Metadata-Version: 2.3
Name: fedmind
Version: 0.1.6
Summary: Federated Learning research framework in your mind
Project-URL: Homepage, https://github.com/Xiao-Chenguang/FedMind
Project-URL: Issues, https://github.com/Xiao-Chenguang/FedMind/issues
License-File: LICENSE
Requires-Python: >=3.12
Requires-Dist: numpy>=2.1.2
Requires-Dist: torch>=2.4.1
Requires-Dist: wandb>=0.18.5
Description-Content-Type: text/markdown

# FedMind
A simple and easy Federated Learning framework fit researchers' mind based on [PyTorch](https://pytorch.org/).

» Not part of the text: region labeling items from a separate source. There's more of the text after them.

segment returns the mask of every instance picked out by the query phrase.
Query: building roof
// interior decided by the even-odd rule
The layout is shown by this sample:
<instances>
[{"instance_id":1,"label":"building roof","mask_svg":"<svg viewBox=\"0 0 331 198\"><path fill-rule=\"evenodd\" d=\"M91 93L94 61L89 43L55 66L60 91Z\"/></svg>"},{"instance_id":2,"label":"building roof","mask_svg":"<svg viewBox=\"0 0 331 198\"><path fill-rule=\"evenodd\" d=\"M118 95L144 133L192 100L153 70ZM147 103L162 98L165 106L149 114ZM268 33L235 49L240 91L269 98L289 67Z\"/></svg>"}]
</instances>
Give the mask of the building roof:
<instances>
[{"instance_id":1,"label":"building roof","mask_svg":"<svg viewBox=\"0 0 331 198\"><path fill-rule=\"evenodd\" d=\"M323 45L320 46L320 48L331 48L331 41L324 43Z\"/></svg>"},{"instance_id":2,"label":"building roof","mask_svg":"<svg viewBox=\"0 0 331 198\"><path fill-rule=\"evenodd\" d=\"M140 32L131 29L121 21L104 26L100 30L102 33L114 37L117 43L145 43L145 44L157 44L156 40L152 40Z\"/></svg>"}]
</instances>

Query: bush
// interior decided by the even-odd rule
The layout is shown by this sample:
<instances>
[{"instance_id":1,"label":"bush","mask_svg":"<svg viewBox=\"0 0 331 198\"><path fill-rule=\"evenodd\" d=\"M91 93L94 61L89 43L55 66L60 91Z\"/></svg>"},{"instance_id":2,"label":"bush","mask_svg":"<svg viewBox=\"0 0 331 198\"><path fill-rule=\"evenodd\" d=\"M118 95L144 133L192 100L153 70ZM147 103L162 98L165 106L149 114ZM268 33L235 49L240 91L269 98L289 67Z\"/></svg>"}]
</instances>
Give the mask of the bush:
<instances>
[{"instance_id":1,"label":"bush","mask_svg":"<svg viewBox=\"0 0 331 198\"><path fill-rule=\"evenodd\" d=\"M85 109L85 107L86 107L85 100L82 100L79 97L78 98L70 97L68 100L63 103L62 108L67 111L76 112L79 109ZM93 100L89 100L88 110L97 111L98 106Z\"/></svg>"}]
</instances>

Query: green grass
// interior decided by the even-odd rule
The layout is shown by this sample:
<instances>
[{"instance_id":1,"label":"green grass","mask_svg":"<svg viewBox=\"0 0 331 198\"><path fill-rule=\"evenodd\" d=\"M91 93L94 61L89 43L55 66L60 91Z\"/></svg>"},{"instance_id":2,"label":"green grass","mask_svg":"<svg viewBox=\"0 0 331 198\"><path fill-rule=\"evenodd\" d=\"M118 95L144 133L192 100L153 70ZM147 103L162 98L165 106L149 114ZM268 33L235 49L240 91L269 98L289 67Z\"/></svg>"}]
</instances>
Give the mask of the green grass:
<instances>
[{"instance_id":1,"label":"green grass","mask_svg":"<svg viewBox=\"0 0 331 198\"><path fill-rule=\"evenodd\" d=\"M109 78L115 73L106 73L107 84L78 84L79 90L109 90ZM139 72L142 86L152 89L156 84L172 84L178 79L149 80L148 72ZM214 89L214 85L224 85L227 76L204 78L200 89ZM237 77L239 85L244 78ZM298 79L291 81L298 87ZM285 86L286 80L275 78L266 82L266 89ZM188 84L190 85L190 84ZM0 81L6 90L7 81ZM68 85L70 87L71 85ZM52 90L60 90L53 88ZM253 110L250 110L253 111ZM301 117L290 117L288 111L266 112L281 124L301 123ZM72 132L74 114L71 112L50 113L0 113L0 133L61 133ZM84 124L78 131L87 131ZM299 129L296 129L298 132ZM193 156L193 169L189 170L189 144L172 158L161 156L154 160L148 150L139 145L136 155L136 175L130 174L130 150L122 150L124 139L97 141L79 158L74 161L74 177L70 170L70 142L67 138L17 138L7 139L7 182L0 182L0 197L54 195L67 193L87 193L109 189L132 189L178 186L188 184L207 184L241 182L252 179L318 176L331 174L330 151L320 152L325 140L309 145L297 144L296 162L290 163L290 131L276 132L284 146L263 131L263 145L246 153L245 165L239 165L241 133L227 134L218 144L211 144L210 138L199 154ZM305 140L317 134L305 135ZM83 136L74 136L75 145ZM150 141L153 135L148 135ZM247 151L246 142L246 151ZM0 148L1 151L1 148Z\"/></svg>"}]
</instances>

Unlike other popular FL frameworks focusing on production, `FedMind` is designed for researchers to easily implement their own FL algorithms and experiments. It provides a simple and flexible interface to implement FL algorithms and experiments.

## Installation
The package is published on PyPI under the name `fedmind`. You can install it with pip:
```bash
pip install fedmind
```

## Usage

A configuration file in `yaml` is required to run the experiments.
You can refer to the [config.yaml](./config.yaml) as an example.

There are examples in the [examples](./examples) directory.


Make a copy of both the [config.yaml](./config.yaml) and [fedavg_demo.py](./examples/fedavg_demo.py) to your own directory.
 You can run them with the following command:
```bash
python fedavg_demo.py
```

Here we recommend you to use the [UV](https://docs.astral.sh/uv/) as a python environment manager to create a clean environment for the experiments.

After install `uv`, you can create a new environment and run a `FedMind` example with the following command:
```bash
uv init FL-demo
cd FL-demo

source .uv/bin/activate
uv add fedmind torchvision

wget https://raw.githubusercontent.com/Xiao-Chenguang/FedMind/refs/heads/main/examples/fedavg_demo.py
wget https://raw.githubusercontent.com/Xiao-Chenguang/FedMind/refs/heads/main/config.yaml

uv run python fedavg_demo.py
```


## Features
This FL framework provides two client simulation modes depending on your resources:
- Parallel training speed up for powerful resources.
- Serialization for limited resources.

This is controlled by the parameter `NUM_PROCESS` which can be set in the [config.yaml](./config.yaml).
Setting `NUM_PROCESS` to 0 will use the serialization mode where each client trains sequentially in same global round.
Setting `NUM_PROCESS > 0` will use the parallel mode where `NUM_PROCESS` workers consume the clients tasks in parallel.
The recommended value for `NUM_PROCESS` is the number of **CPU cores** available.